Abstract
Despite its extensive use in clinical studies, the molecular mechanisms underlying the effects of transcranial direct current stimulation (tDCS) remain to be elucidated. We previously described subacute effects of tDCS on immune- and stem cells in the rat brain. To investigate the more immediate effects of tDCS regulating those cellular responses, we treated rats with a single session of either anodal or cathodal tDCS, and analyzed the gene expression by microarray; sham-stimulated rats served as control. Anodal tDCS increased expression of several genes coding for the major histocompatibility complex I (MHC I), while cathodal tDCS increased the expression of the immunoregulatory protein osteopontin (OPN).

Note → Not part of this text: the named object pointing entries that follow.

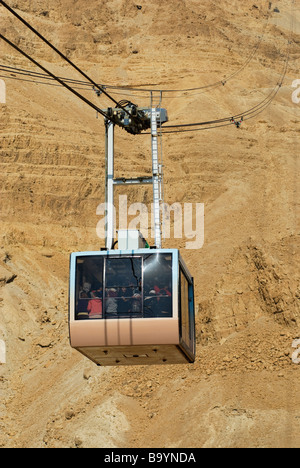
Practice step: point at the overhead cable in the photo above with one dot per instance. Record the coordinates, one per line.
(14, 13)
(53, 76)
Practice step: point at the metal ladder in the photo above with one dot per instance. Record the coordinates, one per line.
(156, 180)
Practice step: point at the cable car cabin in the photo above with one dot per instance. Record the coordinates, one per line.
(130, 307)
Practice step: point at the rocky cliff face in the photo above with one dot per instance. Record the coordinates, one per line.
(243, 388)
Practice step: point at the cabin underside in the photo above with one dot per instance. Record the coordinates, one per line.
(136, 355)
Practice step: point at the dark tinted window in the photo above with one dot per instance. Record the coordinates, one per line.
(123, 287)
(157, 271)
(89, 288)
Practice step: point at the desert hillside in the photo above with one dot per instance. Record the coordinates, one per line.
(243, 389)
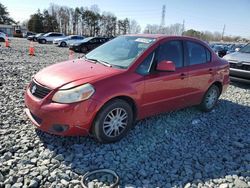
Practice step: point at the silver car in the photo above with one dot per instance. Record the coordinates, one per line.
(240, 64)
(66, 41)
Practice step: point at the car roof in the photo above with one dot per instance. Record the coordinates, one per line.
(164, 36)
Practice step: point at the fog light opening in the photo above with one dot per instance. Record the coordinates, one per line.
(59, 128)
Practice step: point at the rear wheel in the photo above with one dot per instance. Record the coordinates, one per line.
(84, 49)
(113, 121)
(210, 99)
(43, 41)
(63, 44)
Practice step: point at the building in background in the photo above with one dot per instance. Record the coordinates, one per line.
(13, 30)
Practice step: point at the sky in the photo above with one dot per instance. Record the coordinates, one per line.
(200, 15)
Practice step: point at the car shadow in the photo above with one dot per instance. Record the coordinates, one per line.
(170, 149)
(242, 85)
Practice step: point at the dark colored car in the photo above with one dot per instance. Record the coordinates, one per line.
(49, 37)
(88, 44)
(28, 33)
(35, 37)
(240, 64)
(220, 50)
(126, 79)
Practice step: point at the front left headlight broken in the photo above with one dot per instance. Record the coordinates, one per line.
(76, 94)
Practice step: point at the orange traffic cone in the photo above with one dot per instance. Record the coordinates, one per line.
(71, 54)
(7, 42)
(32, 49)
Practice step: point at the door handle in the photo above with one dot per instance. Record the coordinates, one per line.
(183, 75)
(211, 71)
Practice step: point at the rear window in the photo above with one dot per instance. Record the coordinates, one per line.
(197, 53)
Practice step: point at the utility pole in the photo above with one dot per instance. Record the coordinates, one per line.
(163, 18)
(223, 32)
(163, 15)
(183, 27)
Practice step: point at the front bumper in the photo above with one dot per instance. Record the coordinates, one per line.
(75, 48)
(240, 74)
(76, 118)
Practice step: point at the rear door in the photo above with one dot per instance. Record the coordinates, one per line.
(165, 91)
(201, 70)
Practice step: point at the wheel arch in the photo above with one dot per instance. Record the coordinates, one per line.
(125, 98)
(219, 85)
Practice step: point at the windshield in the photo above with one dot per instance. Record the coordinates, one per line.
(245, 49)
(121, 51)
(87, 39)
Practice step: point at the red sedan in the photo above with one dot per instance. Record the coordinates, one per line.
(126, 79)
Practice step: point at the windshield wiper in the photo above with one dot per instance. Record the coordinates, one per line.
(99, 61)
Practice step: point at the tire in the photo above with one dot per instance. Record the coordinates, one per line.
(210, 99)
(63, 44)
(84, 49)
(43, 41)
(113, 121)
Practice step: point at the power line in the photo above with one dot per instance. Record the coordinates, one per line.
(163, 15)
(223, 32)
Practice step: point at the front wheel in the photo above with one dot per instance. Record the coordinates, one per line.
(43, 41)
(210, 98)
(84, 49)
(113, 121)
(63, 44)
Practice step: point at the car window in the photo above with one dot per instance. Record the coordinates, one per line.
(196, 53)
(94, 41)
(145, 66)
(171, 51)
(208, 53)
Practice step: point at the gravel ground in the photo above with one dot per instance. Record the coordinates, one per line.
(186, 148)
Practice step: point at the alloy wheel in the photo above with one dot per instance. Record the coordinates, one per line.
(211, 98)
(115, 122)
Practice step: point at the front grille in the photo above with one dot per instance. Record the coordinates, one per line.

We confirmed the effects of gene upregulation by immunohistochemistry at the protein level. Thus, our data show a novel mechanism for the actions of tDCS on immune- and inflammatory processes, providing a target for future therapeutic studies.
Highlights
Transcranial direct current stimulation has been applied in experimental and clinical settings for more than 20 years and may facilitate rehabilitation after stroke as suggested by clinical data (Hummel et al, 2005; Sparing et al, 2009)
Of all the other groups, comparing ipsilaterally stimulated to contralaterally stimulated hemispheres, or contralaterally stimulated hemispheres to sham stimulation, only cathodal ipsilateral transcranial direct current stimulation (tDCS) compared to cathodal contralateral stimulation resulted in a significant difference of one gene that was downregulated (Supplementary Table S1C)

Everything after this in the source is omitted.